A note on cosmology

For a long time, I wanted to do a post here on Louise Riofrio’s cosmology, because it was part of Sheppeard’s synthesis, but I felt I couldn’t do it justice. It’s a varying speed-of-light cosmology, in which there is no dark energy or accelerating expansion; light is just slowing down, because of the mass of the universe, according to the formula “GM=tc3.

But I could never quite grasp the logic whereby the density fractions were being predicted, and that was the big empirical claim to success. I also thought I saw a similarity to the Milne universe, but again, I never quite got it clear in my own head.

Much later I came to understand that the model was empirically problematic, because dark matter and dark energy density fractions evolve with time, so any numerology based on present-day observations is just picking out one moment in the history of the universe. It remains possible that the present-day values are special, e.g. perhaps they are the asymptotic values. One should also bear in mind that for Sheppeard, Riofrio’s handful of equations are a classical ansatz to be derived from a theory of quantum gravity.
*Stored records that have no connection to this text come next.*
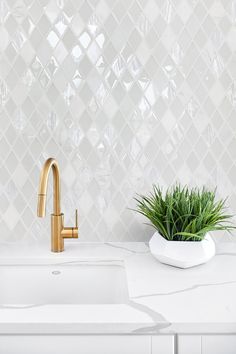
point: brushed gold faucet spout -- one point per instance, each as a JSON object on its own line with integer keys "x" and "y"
{"x": 43, "y": 184}
{"x": 58, "y": 231}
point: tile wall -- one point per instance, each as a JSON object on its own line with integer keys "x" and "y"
{"x": 124, "y": 94}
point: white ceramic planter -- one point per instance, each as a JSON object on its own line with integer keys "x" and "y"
{"x": 182, "y": 254}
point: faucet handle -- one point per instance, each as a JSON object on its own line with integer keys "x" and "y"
{"x": 76, "y": 218}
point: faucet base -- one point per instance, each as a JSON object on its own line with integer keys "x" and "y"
{"x": 57, "y": 241}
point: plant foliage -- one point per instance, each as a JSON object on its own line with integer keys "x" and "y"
{"x": 184, "y": 214}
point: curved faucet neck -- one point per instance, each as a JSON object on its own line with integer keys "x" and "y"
{"x": 43, "y": 184}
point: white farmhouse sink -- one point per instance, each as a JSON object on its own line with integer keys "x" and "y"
{"x": 81, "y": 282}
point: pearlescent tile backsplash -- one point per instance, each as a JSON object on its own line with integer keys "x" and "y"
{"x": 124, "y": 94}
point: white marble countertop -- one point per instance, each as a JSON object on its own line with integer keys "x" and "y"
{"x": 163, "y": 299}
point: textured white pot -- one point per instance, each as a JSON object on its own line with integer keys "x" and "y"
{"x": 182, "y": 254}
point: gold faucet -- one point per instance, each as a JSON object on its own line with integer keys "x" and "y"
{"x": 58, "y": 231}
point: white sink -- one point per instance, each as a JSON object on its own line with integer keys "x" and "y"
{"x": 81, "y": 282}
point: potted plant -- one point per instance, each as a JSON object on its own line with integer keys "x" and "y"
{"x": 183, "y": 219}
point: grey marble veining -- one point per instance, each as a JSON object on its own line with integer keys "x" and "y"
{"x": 160, "y": 300}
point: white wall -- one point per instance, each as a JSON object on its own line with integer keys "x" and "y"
{"x": 124, "y": 94}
The Planck satellite has in any case given us new values for the density fractions, that are no longer close to Riofrio’s numbers, so it’s an open question as to whether Riofrio’s ideas are still part of Sheppeard’s thinking. However, Sheppeard continues to champion another item of astrophysical numerology, which I believe was co-discovered by her collaborator Graham Dungworth – that the temperature of the cosmic microwave background equals the rest mass of a certain “mirror neutrino”, as predicted by a version of Brannen’s formula for Koide mass triplets.
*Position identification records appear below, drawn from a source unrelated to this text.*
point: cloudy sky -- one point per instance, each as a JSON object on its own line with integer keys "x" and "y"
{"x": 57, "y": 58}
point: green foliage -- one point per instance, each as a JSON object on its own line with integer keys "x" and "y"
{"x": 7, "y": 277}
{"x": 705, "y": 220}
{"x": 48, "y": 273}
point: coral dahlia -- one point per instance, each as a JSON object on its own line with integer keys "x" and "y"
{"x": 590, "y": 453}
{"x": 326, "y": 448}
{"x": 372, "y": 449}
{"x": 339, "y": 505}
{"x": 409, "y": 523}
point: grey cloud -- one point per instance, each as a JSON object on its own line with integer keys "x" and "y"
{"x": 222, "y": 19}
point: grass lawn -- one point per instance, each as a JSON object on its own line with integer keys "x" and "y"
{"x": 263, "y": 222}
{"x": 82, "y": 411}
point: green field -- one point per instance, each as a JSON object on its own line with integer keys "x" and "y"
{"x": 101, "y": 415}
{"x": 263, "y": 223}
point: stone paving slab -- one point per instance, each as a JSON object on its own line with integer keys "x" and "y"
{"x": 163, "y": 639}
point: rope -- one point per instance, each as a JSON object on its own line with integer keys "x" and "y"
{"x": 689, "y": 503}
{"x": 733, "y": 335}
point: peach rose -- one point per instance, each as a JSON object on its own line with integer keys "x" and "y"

This would be even more “problematic” than Riofrio’s numbers. The CMB temperature varies with the expansion, but that’s not fatal to the idea; quintessence models show that it’s possible to have mirror neutrino masses evolving with the size of the universe. The real difficulty lies in explaining the connection between CMB photons and mirror neutrinos at the level of particle physics and cosmic history.

One normally supposes that the CMB photons are simply photons which decoupled from the primordial plasma, once it had thinned out enough for neutral atoms to form, and which, ever since that time, have been travelling without scattering again. Neutrinos, mirror or otherwise, feature nowhere in this story, and yet they ought to, if the posited relationship is supposed to be real. Either the mirror neutrino ought to play a role in photon decoupling, or a completely different origin must be ascribed to the CMB photons, one with room for the mirror neutrinos to play a role. (Or the connection is spurious, which is what I think; but the ideas are still interesting to play with.)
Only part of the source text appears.